Swedish telecoms group Ericsson has warned that results at its core equipment business are set to get worse as it struggles to win over investors after weak performance and corruption investigations.
Shares in Ericsson fell 7 per cent on Friday morning after it reported weaker-than-expected fourth-quarter results and said its profit margins in its networks business would continue to fall in the first half of this year.
Andrew Gardiner, analyst at Citi, said the announcements demonstrated the “significant challenges” the company faced this year. “We view Ericsson’s outlook as one of fundamentals deteriorating in the next quarter or two, as it aims to improve in the second half and beyond,” he added.
Ericsson’s shares have halved since it revealed just under a year ago that it could have made payments to the Isis terror group in Iraq. It took a $220mn provision last week against a breach in its 2019 deferred prosecution agreement with the US Department of Justice, which came about due to corruption in countries including China, Indonesia and Djibouti.
Ericsson also said last week that it would replace its under-fire chair Ronnie Leten, former chief executive of Electrolux, with Jan Carlson, a board member for the past six years and the current chair and former chief executive of Autoliv, a Swedish car components maker.
Cevian Capital, Europe’s largest activist investor, has criticised Ericsson’s board, saying weaknesses in its corporate governance were costing shareholders billions of dollars.

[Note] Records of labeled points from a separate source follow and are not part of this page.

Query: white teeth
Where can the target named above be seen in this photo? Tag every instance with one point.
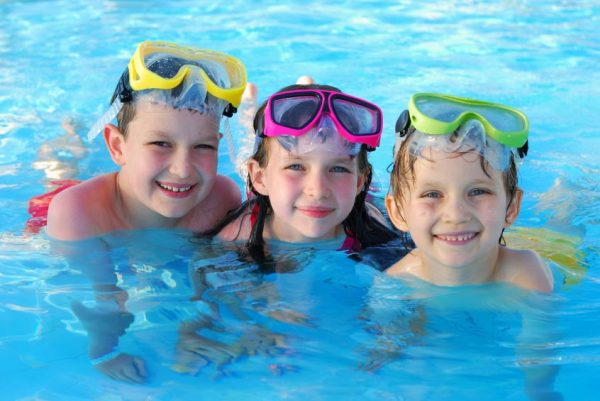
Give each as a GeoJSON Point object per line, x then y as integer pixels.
{"type": "Point", "coordinates": [457, 238]}
{"type": "Point", "coordinates": [173, 189]}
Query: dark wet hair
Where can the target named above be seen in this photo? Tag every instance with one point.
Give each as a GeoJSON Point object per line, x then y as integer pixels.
{"type": "Point", "coordinates": [359, 224]}
{"type": "Point", "coordinates": [403, 175]}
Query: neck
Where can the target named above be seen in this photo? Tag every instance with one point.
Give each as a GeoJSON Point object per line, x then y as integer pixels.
{"type": "Point", "coordinates": [478, 272]}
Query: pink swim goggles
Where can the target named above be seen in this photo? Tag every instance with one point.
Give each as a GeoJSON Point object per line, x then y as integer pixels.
{"type": "Point", "coordinates": [295, 112]}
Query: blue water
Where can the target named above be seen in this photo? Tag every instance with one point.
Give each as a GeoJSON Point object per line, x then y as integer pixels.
{"type": "Point", "coordinates": [325, 326]}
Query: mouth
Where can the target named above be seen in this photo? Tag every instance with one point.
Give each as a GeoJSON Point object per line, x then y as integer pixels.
{"type": "Point", "coordinates": [316, 212]}
{"type": "Point", "coordinates": [175, 189]}
{"type": "Point", "coordinates": [457, 238]}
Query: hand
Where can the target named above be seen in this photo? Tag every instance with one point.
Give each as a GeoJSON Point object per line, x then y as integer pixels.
{"type": "Point", "coordinates": [124, 367]}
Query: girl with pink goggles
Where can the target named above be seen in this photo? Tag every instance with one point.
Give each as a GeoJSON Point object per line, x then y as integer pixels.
{"type": "Point", "coordinates": [295, 112]}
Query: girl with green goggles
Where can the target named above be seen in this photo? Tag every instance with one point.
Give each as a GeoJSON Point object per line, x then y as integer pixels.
{"type": "Point", "coordinates": [454, 190]}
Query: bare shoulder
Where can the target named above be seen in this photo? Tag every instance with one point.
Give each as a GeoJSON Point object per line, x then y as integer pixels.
{"type": "Point", "coordinates": [81, 211]}
{"type": "Point", "coordinates": [237, 230]}
{"type": "Point", "coordinates": [404, 266]}
{"type": "Point", "coordinates": [526, 269]}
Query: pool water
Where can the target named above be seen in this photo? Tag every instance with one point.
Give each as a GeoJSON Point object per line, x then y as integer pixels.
{"type": "Point", "coordinates": [325, 326]}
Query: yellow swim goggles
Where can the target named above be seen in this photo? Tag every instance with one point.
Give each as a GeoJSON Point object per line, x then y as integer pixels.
{"type": "Point", "coordinates": [436, 114]}
{"type": "Point", "coordinates": [164, 65]}
{"type": "Point", "coordinates": [179, 76]}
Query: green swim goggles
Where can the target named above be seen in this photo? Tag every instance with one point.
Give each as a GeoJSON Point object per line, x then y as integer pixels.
{"type": "Point", "coordinates": [436, 114]}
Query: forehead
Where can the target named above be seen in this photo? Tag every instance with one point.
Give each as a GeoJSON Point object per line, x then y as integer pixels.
{"type": "Point", "coordinates": [309, 152]}
{"type": "Point", "coordinates": [453, 167]}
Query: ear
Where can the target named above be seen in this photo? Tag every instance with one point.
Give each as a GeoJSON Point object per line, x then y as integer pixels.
{"type": "Point", "coordinates": [257, 177]}
{"type": "Point", "coordinates": [513, 208]}
{"type": "Point", "coordinates": [115, 142]}
{"type": "Point", "coordinates": [394, 213]}
{"type": "Point", "coordinates": [360, 183]}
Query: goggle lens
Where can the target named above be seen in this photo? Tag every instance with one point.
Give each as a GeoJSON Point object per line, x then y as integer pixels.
{"type": "Point", "coordinates": [295, 112]}
{"type": "Point", "coordinates": [448, 110]}
{"type": "Point", "coordinates": [359, 119]}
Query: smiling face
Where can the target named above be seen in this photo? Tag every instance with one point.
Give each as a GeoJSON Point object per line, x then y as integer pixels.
{"type": "Point", "coordinates": [454, 211]}
{"type": "Point", "coordinates": [168, 162]}
{"type": "Point", "coordinates": [311, 193]}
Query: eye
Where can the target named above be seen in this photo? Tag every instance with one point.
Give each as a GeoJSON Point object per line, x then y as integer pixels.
{"type": "Point", "coordinates": [161, 144]}
{"type": "Point", "coordinates": [340, 169]}
{"type": "Point", "coordinates": [294, 167]}
{"type": "Point", "coordinates": [206, 146]}
{"type": "Point", "coordinates": [432, 195]}
{"type": "Point", "coordinates": [479, 192]}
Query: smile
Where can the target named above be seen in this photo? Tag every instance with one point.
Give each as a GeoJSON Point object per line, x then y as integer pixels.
{"type": "Point", "coordinates": [316, 212]}
{"type": "Point", "coordinates": [175, 189]}
{"type": "Point", "coordinates": [458, 239]}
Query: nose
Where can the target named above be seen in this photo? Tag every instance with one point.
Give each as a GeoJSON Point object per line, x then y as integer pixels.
{"type": "Point", "coordinates": [456, 210]}
{"type": "Point", "coordinates": [181, 165]}
{"type": "Point", "coordinates": [317, 185]}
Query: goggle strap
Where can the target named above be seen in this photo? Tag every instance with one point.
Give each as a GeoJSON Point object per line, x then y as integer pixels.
{"type": "Point", "coordinates": [403, 123]}
{"type": "Point", "coordinates": [229, 110]}
{"type": "Point", "coordinates": [124, 88]}
{"type": "Point", "coordinates": [107, 117]}
{"type": "Point", "coordinates": [522, 151]}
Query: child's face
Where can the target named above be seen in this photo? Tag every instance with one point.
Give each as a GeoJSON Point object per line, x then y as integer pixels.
{"type": "Point", "coordinates": [454, 212]}
{"type": "Point", "coordinates": [311, 193]}
{"type": "Point", "coordinates": [169, 159]}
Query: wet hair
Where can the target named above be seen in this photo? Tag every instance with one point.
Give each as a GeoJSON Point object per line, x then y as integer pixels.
{"type": "Point", "coordinates": [403, 175]}
{"type": "Point", "coordinates": [129, 108]}
{"type": "Point", "coordinates": [359, 224]}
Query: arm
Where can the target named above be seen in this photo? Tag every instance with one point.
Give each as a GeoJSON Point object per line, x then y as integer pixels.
{"type": "Point", "coordinates": [108, 319]}
{"type": "Point", "coordinates": [533, 355]}
{"type": "Point", "coordinates": [84, 210]}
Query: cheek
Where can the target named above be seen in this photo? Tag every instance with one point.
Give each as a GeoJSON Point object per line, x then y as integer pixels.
{"type": "Point", "coordinates": [206, 162]}
{"type": "Point", "coordinates": [346, 185]}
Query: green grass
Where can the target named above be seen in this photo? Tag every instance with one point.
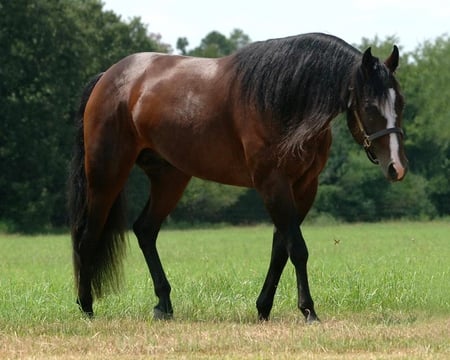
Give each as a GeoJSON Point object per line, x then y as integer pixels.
{"type": "Point", "coordinates": [378, 288]}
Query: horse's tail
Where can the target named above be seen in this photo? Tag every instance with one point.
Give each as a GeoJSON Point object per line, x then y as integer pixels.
{"type": "Point", "coordinates": [105, 257]}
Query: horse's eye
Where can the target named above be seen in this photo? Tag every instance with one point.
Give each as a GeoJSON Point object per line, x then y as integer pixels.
{"type": "Point", "coordinates": [371, 109]}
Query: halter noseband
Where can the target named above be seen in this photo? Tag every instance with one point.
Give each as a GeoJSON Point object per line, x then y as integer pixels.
{"type": "Point", "coordinates": [367, 139]}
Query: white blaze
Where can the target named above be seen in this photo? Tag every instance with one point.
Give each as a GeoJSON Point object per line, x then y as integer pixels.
{"type": "Point", "coordinates": [388, 111]}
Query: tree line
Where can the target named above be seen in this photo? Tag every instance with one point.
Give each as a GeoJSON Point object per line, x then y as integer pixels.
{"type": "Point", "coordinates": [50, 48]}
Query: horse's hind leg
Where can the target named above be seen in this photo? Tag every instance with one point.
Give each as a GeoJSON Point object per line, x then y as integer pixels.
{"type": "Point", "coordinates": [167, 186]}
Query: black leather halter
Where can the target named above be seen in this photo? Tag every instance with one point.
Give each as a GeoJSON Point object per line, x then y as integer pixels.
{"type": "Point", "coordinates": [367, 139]}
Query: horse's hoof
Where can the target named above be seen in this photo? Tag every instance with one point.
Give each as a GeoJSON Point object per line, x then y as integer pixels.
{"type": "Point", "coordinates": [311, 317]}
{"type": "Point", "coordinates": [86, 310]}
{"type": "Point", "coordinates": [161, 315]}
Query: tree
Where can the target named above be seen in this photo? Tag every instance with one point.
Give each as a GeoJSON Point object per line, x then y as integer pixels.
{"type": "Point", "coordinates": [49, 50]}
{"type": "Point", "coordinates": [215, 44]}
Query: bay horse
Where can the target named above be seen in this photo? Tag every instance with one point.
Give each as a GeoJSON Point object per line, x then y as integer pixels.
{"type": "Point", "coordinates": [259, 118]}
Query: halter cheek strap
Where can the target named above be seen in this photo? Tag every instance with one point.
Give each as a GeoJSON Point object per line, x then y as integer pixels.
{"type": "Point", "coordinates": [367, 139]}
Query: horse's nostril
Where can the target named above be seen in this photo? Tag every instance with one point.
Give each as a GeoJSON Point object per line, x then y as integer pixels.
{"type": "Point", "coordinates": [392, 172]}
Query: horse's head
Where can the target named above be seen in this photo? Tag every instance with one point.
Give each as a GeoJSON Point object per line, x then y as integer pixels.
{"type": "Point", "coordinates": [375, 113]}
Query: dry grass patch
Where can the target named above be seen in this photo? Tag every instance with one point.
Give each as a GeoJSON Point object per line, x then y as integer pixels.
{"type": "Point", "coordinates": [129, 339]}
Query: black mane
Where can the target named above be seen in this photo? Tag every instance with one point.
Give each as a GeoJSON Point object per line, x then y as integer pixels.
{"type": "Point", "coordinates": [301, 81]}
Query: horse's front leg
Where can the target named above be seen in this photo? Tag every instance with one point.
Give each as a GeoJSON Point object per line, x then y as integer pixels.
{"type": "Point", "coordinates": [278, 261]}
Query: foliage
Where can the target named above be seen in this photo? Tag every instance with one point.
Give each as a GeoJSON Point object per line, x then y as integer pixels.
{"type": "Point", "coordinates": [215, 44]}
{"type": "Point", "coordinates": [50, 49]}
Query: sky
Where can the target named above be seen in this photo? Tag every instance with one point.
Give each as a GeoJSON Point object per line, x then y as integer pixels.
{"type": "Point", "coordinates": [412, 21]}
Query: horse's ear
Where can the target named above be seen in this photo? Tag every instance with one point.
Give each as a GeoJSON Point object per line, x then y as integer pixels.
{"type": "Point", "coordinates": [392, 61]}
{"type": "Point", "coordinates": [369, 62]}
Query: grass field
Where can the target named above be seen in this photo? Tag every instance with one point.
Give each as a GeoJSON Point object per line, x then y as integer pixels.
{"type": "Point", "coordinates": [381, 290]}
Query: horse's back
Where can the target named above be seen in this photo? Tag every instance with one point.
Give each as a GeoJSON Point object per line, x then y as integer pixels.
{"type": "Point", "coordinates": [180, 108]}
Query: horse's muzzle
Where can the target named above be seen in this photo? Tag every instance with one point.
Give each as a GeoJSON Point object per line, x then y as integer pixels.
{"type": "Point", "coordinates": [396, 172]}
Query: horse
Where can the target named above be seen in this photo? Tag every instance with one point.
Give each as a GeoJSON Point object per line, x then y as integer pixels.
{"type": "Point", "coordinates": [258, 118]}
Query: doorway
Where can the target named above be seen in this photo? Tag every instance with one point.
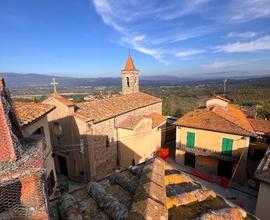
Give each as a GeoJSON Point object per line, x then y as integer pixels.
{"type": "Point", "coordinates": [190, 159]}
{"type": "Point", "coordinates": [225, 168]}
{"type": "Point", "coordinates": [63, 165]}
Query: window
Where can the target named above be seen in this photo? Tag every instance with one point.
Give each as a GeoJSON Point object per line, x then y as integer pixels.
{"type": "Point", "coordinates": [39, 131]}
{"type": "Point", "coordinates": [190, 139]}
{"type": "Point", "coordinates": [190, 160]}
{"type": "Point", "coordinates": [57, 128]}
{"type": "Point", "coordinates": [128, 82]}
{"type": "Point", "coordinates": [107, 142]}
{"type": "Point", "coordinates": [227, 145]}
{"type": "Point", "coordinates": [50, 183]}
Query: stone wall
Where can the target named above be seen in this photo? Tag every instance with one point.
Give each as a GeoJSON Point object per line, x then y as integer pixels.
{"type": "Point", "coordinates": [103, 159]}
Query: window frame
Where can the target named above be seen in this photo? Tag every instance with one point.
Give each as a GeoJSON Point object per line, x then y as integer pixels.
{"type": "Point", "coordinates": [194, 142]}
{"type": "Point", "coordinates": [232, 146]}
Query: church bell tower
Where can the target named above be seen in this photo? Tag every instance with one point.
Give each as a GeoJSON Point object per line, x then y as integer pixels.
{"type": "Point", "coordinates": [130, 78]}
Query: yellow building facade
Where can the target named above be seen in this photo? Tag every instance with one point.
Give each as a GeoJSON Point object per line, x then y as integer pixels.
{"type": "Point", "coordinates": [214, 139]}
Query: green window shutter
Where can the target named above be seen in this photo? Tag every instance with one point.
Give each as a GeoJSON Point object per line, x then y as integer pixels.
{"type": "Point", "coordinates": [190, 139]}
{"type": "Point", "coordinates": [227, 145]}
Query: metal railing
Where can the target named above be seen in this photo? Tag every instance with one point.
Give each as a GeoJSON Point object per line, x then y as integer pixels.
{"type": "Point", "coordinates": [208, 153]}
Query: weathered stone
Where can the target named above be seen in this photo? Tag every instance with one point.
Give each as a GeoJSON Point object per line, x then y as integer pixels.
{"type": "Point", "coordinates": [63, 184]}
{"type": "Point", "coordinates": [107, 202]}
{"type": "Point", "coordinates": [223, 214]}
{"type": "Point", "coordinates": [136, 170]}
{"type": "Point", "coordinates": [126, 183]}
{"type": "Point", "coordinates": [69, 207]}
{"type": "Point", "coordinates": [148, 209]}
{"type": "Point", "coordinates": [190, 197]}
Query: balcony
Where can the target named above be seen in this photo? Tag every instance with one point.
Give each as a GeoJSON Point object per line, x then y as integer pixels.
{"type": "Point", "coordinates": [208, 153]}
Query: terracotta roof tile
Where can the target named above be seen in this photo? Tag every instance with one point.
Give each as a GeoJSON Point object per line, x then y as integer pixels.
{"type": "Point", "coordinates": [62, 99]}
{"type": "Point", "coordinates": [263, 170]}
{"type": "Point", "coordinates": [7, 151]}
{"type": "Point", "coordinates": [28, 112]}
{"type": "Point", "coordinates": [218, 119]}
{"type": "Point", "coordinates": [157, 118]}
{"type": "Point", "coordinates": [152, 197]}
{"type": "Point", "coordinates": [129, 122]}
{"type": "Point", "coordinates": [129, 64]}
{"type": "Point", "coordinates": [103, 109]}
{"type": "Point", "coordinates": [260, 125]}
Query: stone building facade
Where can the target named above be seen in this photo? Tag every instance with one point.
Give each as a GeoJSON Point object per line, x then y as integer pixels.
{"type": "Point", "coordinates": [130, 78]}
{"type": "Point", "coordinates": [22, 167]}
{"type": "Point", "coordinates": [84, 135]}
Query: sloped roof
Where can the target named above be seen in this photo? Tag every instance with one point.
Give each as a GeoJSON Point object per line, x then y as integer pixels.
{"type": "Point", "coordinates": [28, 112]}
{"type": "Point", "coordinates": [62, 99]}
{"type": "Point", "coordinates": [263, 170]}
{"type": "Point", "coordinates": [216, 118]}
{"type": "Point", "coordinates": [260, 125]}
{"type": "Point", "coordinates": [152, 190]}
{"type": "Point", "coordinates": [103, 109]}
{"type": "Point", "coordinates": [157, 118]}
{"type": "Point", "coordinates": [129, 64]}
{"type": "Point", "coordinates": [129, 122]}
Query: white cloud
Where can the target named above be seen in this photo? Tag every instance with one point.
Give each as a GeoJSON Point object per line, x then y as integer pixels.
{"type": "Point", "coordinates": [248, 34]}
{"type": "Point", "coordinates": [139, 38]}
{"type": "Point", "coordinates": [262, 43]}
{"type": "Point", "coordinates": [187, 53]}
{"type": "Point", "coordinates": [184, 8]}
{"type": "Point", "coordinates": [220, 64]}
{"type": "Point", "coordinates": [122, 16]}
{"type": "Point", "coordinates": [246, 10]}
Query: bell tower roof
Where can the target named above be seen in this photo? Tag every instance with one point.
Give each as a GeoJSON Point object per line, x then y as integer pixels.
{"type": "Point", "coordinates": [129, 64]}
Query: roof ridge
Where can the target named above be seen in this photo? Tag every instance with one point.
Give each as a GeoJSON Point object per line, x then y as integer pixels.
{"type": "Point", "coordinates": [129, 64]}
{"type": "Point", "coordinates": [235, 123]}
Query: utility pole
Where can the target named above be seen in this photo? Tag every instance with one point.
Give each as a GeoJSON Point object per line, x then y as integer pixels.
{"type": "Point", "coordinates": [224, 87]}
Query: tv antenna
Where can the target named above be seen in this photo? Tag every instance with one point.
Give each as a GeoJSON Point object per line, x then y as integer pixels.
{"type": "Point", "coordinates": [224, 87]}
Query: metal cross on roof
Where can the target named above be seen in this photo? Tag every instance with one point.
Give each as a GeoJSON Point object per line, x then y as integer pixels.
{"type": "Point", "coordinates": [54, 83]}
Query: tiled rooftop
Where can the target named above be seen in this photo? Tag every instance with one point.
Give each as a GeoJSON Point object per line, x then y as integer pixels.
{"type": "Point", "coordinates": [153, 190]}
{"type": "Point", "coordinates": [28, 112]}
{"type": "Point", "coordinates": [260, 125]}
{"type": "Point", "coordinates": [263, 170]}
{"type": "Point", "coordinates": [157, 119]}
{"type": "Point", "coordinates": [231, 121]}
{"type": "Point", "coordinates": [103, 109]}
{"type": "Point", "coordinates": [62, 99]}
{"type": "Point", "coordinates": [131, 121]}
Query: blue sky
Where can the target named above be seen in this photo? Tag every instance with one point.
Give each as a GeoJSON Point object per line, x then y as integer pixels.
{"type": "Point", "coordinates": [93, 37]}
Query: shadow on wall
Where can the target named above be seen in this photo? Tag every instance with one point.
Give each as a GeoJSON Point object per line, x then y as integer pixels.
{"type": "Point", "coordinates": [84, 158]}
{"type": "Point", "coordinates": [215, 165]}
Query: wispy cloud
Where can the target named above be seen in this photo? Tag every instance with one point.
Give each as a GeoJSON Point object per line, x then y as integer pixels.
{"type": "Point", "coordinates": [183, 8]}
{"type": "Point", "coordinates": [187, 53]}
{"type": "Point", "coordinates": [123, 15]}
{"type": "Point", "coordinates": [243, 11]}
{"type": "Point", "coordinates": [262, 43]}
{"type": "Point", "coordinates": [220, 65]}
{"type": "Point", "coordinates": [248, 34]}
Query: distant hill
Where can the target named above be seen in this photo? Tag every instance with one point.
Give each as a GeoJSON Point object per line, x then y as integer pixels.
{"type": "Point", "coordinates": [16, 80]}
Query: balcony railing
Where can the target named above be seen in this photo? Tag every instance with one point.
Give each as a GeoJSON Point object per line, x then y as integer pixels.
{"type": "Point", "coordinates": [208, 153]}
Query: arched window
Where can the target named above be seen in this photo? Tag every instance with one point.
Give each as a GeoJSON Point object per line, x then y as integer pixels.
{"type": "Point", "coordinates": [128, 85]}
{"type": "Point", "coordinates": [107, 142]}
{"type": "Point", "coordinates": [57, 128]}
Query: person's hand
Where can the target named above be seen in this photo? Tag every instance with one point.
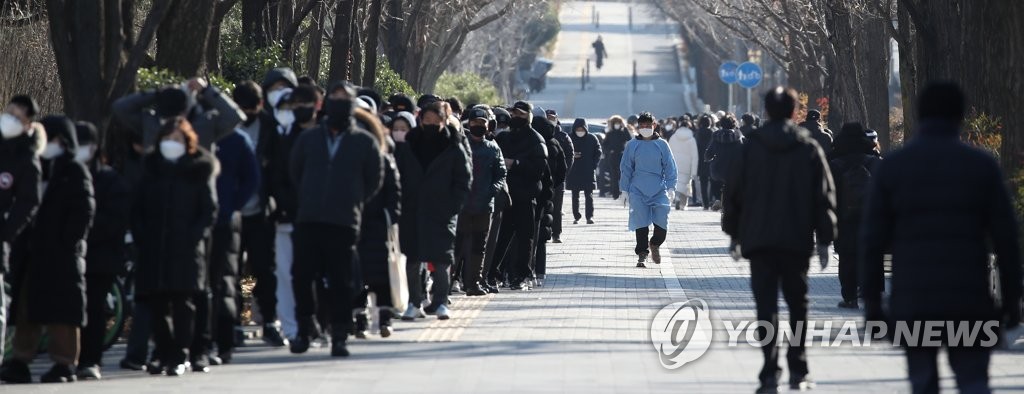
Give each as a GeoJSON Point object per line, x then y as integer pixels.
{"type": "Point", "coordinates": [197, 84]}
{"type": "Point", "coordinates": [823, 256]}
{"type": "Point", "coordinates": [734, 251]}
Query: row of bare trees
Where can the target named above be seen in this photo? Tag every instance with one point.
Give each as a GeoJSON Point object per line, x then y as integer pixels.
{"type": "Point", "coordinates": [840, 49]}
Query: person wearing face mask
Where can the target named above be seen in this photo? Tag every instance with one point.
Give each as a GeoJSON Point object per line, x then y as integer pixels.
{"type": "Point", "coordinates": [302, 103]}
{"type": "Point", "coordinates": [336, 168]}
{"type": "Point", "coordinates": [526, 160]}
{"type": "Point", "coordinates": [474, 221]}
{"type": "Point", "coordinates": [435, 186]}
{"type": "Point", "coordinates": [649, 183]}
{"type": "Point", "coordinates": [49, 283]}
{"type": "Point", "coordinates": [173, 213]}
{"type": "Point", "coordinates": [258, 231]}
{"type": "Point", "coordinates": [583, 176]}
{"type": "Point", "coordinates": [211, 112]}
{"type": "Point", "coordinates": [104, 258]}
{"type": "Point", "coordinates": [20, 142]}
{"type": "Point", "coordinates": [619, 134]}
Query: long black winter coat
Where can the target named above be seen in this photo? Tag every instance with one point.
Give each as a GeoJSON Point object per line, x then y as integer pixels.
{"type": "Point", "coordinates": [432, 196]}
{"type": "Point", "coordinates": [780, 195]}
{"type": "Point", "coordinates": [941, 207]}
{"type": "Point", "coordinates": [583, 175]}
{"type": "Point", "coordinates": [107, 252]}
{"type": "Point", "coordinates": [55, 270]}
{"type": "Point", "coordinates": [725, 147]}
{"type": "Point", "coordinates": [19, 176]}
{"type": "Point", "coordinates": [175, 207]}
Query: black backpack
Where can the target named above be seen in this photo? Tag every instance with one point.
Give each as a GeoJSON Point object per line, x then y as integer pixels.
{"type": "Point", "coordinates": [853, 188]}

In the fourth quarter, Ericsson said its revenues increased 21 per cent to SKr86bn ($8.4bn). But its operating profit fell by a third to SKr7.9bn, below analyst expectations.
Börje Ekholm, Ericsson’s chief executive, said he expected profit margins in its networks business to continue to fall during the first half of this year. He added that group adjusted operating earnings would be lower in the first quarter than 2022’s SKr5bn. Analysts had been expecting about SKr6.5bn in the first quarter.
Gardiner said the “unusual step” of providing short-term margin guidance was welcome but showed “the depth of troubles” in the first half.
The Swedish group, rival to China’s Huawei and Finland’s Nokia, has launched a SKr9bn cost-cutting programme and said it expected to see the effects of that in the second quarter. It has also started to sell some peripheral businesses.